Japan’s final presentation to the IOC membership included an eloquent opening speech by Princess Takamado and also featured Prime Minister Shinzo Abe, Takeda and Mizuno. A moving tribute by Paralympic long jumper Mami Sato about how sport had saved her from despair after she lost her leg to cancer appeared to really resonate.
“My heart was pumping (before the announcement) and I am so happy,” Abe told Kyodo News after Tokyo’s victory. “We will respond to the expectations and support by holding a successful Olympic Games. I think we conveyed the message that we can hold a safe Games.”
Mizuno cited how the Games can be a positive catalyst for change when he spoke to the Foreign Sportwriters Association of Japan in Tokyo in June 2011. “We promote the Olympic values – excellence, friendship and respect,” he said. “Especially we are saying, 2020 is not the goal for us, but beyond 2020 we can make a wonderful society. So we would like to demonstrate the power of sports. We believe in the power of sports.”
Takeda, who participated as an equestrian in the 1972 Olympic Games in Munich and the 1976 Olympic Games in Montreal, reflected the feelings of many in his country when asked to comment following Tokyo’s selection. “I have waited so many years to experience this joy,” he stated. “It is an honour to be elected as the host city.”

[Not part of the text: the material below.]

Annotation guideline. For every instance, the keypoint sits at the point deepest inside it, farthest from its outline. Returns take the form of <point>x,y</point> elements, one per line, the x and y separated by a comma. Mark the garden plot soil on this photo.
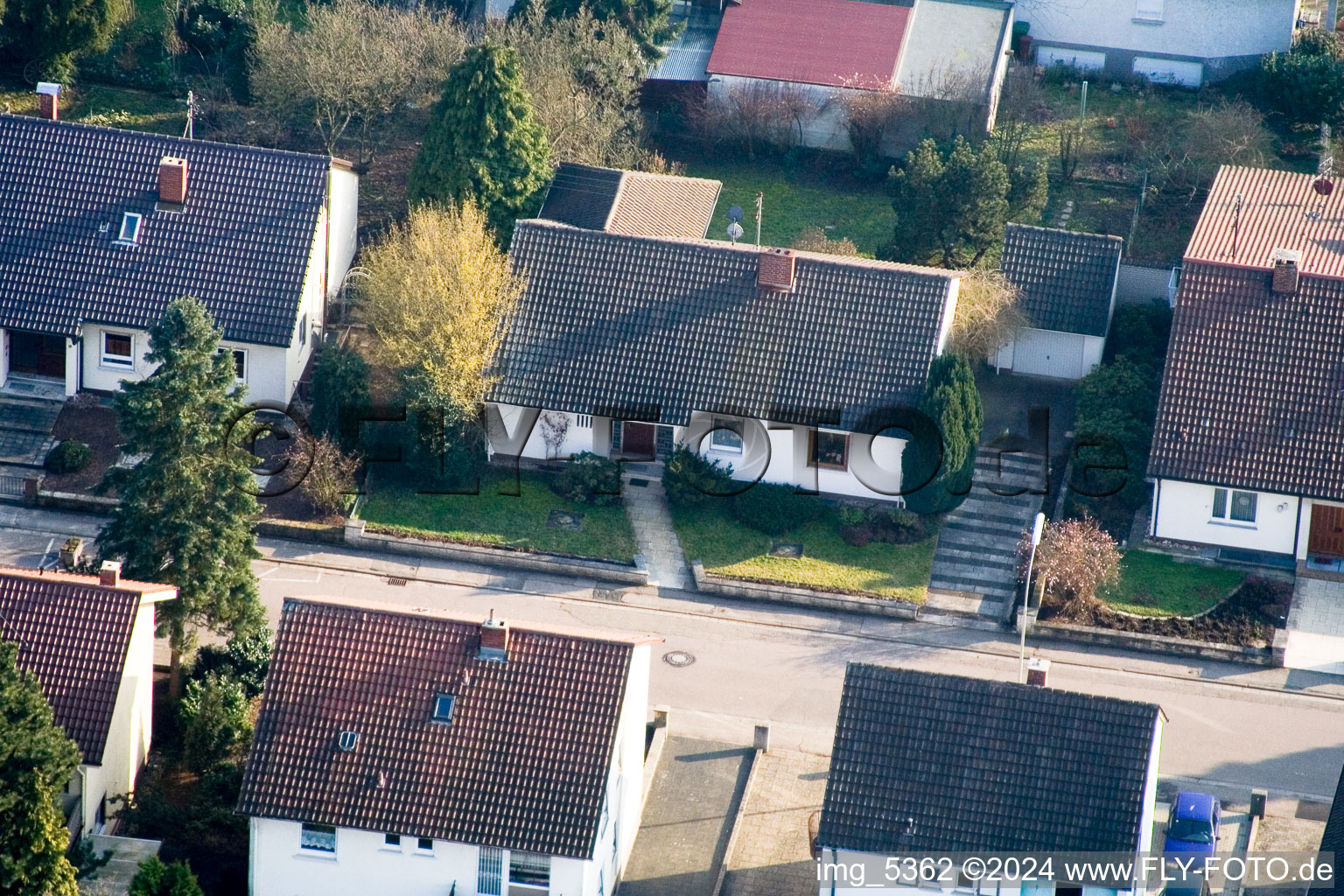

Takeda acknowledges that though the race to win the bid was long and arduous, now the real work truly begins: “The Olympic Family has put its faith in our great city to deliver the memorable Games we have promised, and we will not let them down,” he said in a statement. “Without doubt, this will be a memorable event for the every member of the Olympic family, every athlete and every spectator.
“Tokyo is eager to begin to put in place our plans for the 2020 Olympic Games. Tokyo 2020 will be a superb occasion in the very heart of our dynamic capital city. We take on this immense responsibility both humbly and seriously, and will work hard over the next seven years to organise and host what is sure to be the world’s greatest event in 2020.”